El presidente de Irán, Mahmud Admadineyad, advirtió que "la era de la retórica de la hegemonía y la fuerza es cosa del pasado". Observó que "ve con estupefacción como varios países, que poseen armas nucleares y químicas en sus arsenales, le piden cuentas a Irán".

Irán lanzó una nueva advertencia sobre la posible crisis petrolera mundial que podría provocar si se le aplican sanciones por su controvertido programa nuclear. "En caso de sanciones, otros países podrían sufrir, al igual que Irán", declaró el ministro iraní del Petróleo, Davud Danesh-Jafari, citado por la agencia oficial de Teherán IRNA.

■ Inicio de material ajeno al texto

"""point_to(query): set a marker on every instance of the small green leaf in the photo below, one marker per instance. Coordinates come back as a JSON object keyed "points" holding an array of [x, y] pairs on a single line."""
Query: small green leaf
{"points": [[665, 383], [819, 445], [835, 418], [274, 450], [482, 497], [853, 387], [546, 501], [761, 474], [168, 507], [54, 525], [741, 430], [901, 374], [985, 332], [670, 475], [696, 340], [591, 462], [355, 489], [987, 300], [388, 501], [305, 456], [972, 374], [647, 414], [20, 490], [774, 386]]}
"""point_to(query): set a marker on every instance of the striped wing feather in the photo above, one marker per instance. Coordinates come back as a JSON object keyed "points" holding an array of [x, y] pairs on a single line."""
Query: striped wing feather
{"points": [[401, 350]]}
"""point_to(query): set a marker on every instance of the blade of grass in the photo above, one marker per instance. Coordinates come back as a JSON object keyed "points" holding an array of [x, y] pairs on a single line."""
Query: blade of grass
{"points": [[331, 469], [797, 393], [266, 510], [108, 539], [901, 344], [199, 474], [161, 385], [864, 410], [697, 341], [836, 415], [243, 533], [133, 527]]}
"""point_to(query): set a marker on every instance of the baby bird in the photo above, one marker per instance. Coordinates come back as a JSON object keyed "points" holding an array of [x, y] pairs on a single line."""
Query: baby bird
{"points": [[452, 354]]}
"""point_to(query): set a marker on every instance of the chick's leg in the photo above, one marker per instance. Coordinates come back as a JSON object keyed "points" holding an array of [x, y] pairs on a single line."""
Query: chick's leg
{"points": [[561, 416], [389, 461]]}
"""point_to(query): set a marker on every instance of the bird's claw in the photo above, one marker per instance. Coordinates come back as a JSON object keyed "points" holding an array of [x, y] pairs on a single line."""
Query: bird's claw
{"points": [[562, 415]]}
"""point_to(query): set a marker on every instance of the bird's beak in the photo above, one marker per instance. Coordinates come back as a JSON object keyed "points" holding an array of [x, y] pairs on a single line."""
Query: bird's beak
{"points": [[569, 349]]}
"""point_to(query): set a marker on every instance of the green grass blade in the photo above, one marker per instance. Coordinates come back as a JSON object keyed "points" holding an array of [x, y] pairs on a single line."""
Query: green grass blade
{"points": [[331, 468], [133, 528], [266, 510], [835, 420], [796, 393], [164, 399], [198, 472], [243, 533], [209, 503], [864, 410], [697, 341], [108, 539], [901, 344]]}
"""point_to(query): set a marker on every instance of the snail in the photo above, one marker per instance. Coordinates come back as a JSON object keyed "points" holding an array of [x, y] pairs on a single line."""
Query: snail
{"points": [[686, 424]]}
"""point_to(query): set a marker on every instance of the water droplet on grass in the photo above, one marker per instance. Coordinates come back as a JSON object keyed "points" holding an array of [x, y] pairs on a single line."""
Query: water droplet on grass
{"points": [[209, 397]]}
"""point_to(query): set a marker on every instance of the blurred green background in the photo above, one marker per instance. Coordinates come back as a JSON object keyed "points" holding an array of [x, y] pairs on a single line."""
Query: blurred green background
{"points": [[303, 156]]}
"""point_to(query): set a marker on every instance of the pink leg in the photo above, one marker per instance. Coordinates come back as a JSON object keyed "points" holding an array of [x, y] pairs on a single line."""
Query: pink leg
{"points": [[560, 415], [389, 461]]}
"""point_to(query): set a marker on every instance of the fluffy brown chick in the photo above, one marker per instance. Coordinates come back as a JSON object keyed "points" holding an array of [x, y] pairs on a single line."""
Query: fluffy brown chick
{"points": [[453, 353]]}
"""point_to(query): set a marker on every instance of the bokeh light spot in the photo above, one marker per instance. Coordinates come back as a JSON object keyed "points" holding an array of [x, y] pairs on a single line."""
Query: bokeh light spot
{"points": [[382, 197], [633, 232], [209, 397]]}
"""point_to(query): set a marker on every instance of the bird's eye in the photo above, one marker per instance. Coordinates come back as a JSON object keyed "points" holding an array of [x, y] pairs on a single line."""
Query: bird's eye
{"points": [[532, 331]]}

"Una de las consecuencias será el desencadenamiento de una crisis en el sector petrolero y, especialmente, un aumento del precio" del crudo", agregó Jafari.

Teherán ha reforzado sus defensas aérea a través de la adquisición de sistemas antimisiles rusos 29 Tor M-1. En octubre pasado, con la colaboración de Moscú, un cohete ruso colocó en órbita un satélite espía iraní que es el primero de una serie -el Sinah- que pretende establecer una red satelital de alerta temprana de un eventual ataque. Además, a fines del mes pasado, Rusia firmó un contrato por 1.000 millones de dólares para vender a Irán un sistema de defensa avanzado que puede destruir misiles teledirigidos y bombas guiadas por láser, según dice el Sunday Times.

Ambas partes siguen tirando de una cuerda que ya alcanzó el máximo se su tensión. Antes de dar otro paso, deberían reflexionar sobre lo que hay en juego.